The move comes days after the Chinese government unveiled new regulations for the nation’s $120 billion private tutoring industry, which authorities believe will decrease costs for families. Chinese parents routinely seek tutoring services throughout children’s primary and secondary education — by some estimates, between $17,400 and $43,500 per year — to prepare them for the National College Entrance Examination, which determines eligibility for undergraduate education.

As with the crackdown on tutoring, the real estate sanctions are an attempt to cut costs for families, who are now permitted to have up to three children — an increase from the previous two-child policy, which formerly ended the decades-long one-child policy.

Al Jazeera reports:

In recent days, China jacked up mortgage rates in a major city, vowed to accelerate the development of government subsidized rental housing, and moved to increase scrutiny on everything from financing of developers and newly-listed home prices to title transfers. Echoing Xi Jinping’s famous words that “housing is for living in and not for speculation,” Vice Premier Han Zheng added that the sector shouldn’t be used as a short-term tool to stimulate the economy.

While China has spent years trying to cool property prices, analysts say this round of crackdowns will be different.

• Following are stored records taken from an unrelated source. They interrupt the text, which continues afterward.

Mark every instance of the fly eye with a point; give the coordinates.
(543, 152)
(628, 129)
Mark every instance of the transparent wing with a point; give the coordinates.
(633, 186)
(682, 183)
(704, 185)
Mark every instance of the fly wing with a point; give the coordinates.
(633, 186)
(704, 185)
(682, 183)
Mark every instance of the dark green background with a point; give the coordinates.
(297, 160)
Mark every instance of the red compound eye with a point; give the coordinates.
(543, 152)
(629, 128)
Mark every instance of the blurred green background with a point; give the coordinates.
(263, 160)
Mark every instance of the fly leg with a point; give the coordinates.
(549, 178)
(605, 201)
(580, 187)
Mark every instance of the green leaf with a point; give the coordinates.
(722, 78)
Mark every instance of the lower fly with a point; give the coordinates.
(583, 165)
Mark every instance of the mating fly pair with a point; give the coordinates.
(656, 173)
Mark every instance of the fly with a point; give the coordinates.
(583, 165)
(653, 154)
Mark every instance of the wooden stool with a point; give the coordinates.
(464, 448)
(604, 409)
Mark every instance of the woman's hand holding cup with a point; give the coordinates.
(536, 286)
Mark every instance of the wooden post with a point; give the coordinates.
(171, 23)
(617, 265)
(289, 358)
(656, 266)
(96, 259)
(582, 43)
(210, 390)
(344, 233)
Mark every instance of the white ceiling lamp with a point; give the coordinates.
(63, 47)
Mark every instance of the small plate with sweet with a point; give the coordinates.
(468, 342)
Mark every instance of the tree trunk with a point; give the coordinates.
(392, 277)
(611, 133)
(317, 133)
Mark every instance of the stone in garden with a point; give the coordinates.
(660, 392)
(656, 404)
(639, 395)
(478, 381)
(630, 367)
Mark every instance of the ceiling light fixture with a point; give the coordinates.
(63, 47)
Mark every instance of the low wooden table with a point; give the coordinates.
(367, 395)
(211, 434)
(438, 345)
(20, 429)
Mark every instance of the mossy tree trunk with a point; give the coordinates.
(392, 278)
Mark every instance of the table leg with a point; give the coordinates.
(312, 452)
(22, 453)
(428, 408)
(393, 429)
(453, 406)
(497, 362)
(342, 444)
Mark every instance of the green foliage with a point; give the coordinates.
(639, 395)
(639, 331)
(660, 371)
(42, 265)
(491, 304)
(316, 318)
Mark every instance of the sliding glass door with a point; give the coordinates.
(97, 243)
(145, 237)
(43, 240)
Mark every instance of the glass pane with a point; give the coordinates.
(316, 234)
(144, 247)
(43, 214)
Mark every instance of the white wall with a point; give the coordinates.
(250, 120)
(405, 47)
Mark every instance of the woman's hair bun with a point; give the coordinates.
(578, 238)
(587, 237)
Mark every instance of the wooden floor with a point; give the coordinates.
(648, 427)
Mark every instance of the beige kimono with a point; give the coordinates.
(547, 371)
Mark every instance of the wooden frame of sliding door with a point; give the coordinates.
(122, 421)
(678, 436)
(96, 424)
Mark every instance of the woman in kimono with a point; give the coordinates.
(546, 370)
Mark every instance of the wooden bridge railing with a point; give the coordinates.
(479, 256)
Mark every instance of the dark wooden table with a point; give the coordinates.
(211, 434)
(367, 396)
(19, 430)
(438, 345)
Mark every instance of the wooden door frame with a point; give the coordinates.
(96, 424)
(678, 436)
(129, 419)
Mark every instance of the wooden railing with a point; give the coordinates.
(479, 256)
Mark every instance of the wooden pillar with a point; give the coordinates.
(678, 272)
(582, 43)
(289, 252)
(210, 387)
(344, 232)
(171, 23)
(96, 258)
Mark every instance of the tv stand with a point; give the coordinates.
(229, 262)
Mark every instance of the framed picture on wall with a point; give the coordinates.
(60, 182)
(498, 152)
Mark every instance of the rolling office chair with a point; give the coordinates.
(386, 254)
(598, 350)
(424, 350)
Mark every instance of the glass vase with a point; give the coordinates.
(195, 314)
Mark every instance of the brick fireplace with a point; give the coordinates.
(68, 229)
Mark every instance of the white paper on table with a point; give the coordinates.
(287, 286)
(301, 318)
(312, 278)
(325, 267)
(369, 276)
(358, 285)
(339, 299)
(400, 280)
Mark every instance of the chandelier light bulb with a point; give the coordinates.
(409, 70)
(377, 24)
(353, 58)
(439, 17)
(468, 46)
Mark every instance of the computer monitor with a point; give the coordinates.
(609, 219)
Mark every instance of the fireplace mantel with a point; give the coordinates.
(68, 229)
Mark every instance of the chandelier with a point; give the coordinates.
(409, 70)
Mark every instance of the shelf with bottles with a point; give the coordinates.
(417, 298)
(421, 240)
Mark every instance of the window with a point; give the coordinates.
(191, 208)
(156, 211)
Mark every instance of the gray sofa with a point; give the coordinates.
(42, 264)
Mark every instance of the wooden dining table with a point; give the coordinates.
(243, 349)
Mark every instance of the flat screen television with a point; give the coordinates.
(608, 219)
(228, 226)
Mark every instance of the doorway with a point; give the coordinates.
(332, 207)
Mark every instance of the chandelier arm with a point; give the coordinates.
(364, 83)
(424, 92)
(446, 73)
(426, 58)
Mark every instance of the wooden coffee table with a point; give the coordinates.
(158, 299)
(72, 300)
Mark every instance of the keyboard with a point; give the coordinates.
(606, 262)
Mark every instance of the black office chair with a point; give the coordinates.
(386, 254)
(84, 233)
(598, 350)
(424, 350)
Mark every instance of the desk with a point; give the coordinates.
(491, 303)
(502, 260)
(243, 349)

One clear signal came in Vice Premier Han’s comments on steering away from using real estate to provide short-term boosts for the economy.

Another signal came from the unusually large number of government entities that vowed recently to strengthen measures on everything from project development and home sales, to rental and property management services. Eight policy bodies said in a joint statement that they would step up penalties for misconduct. In the line of fire will be developers that default on debt repayments, delay deliveries on pre-sold homes or elicit negative news or market concerns.

“China’s property sector has been one of the biggest sources of discontent and the government is hell-bent on controlling prices so it doesn’t lead to social unrest,” Liao Ming of Prospect Avenue Capital told Al Jazeera. “The measures echo the policy curbs in education in that they are aimed at easing public angst against inequity.”

The housing regulations caused stock indices for the sector to plummet. The CSI 300 Real Estate Index dropped by over 6% on Monday — its lowest level since 2015. The Hang Seng Property Index also fell by more than 3%.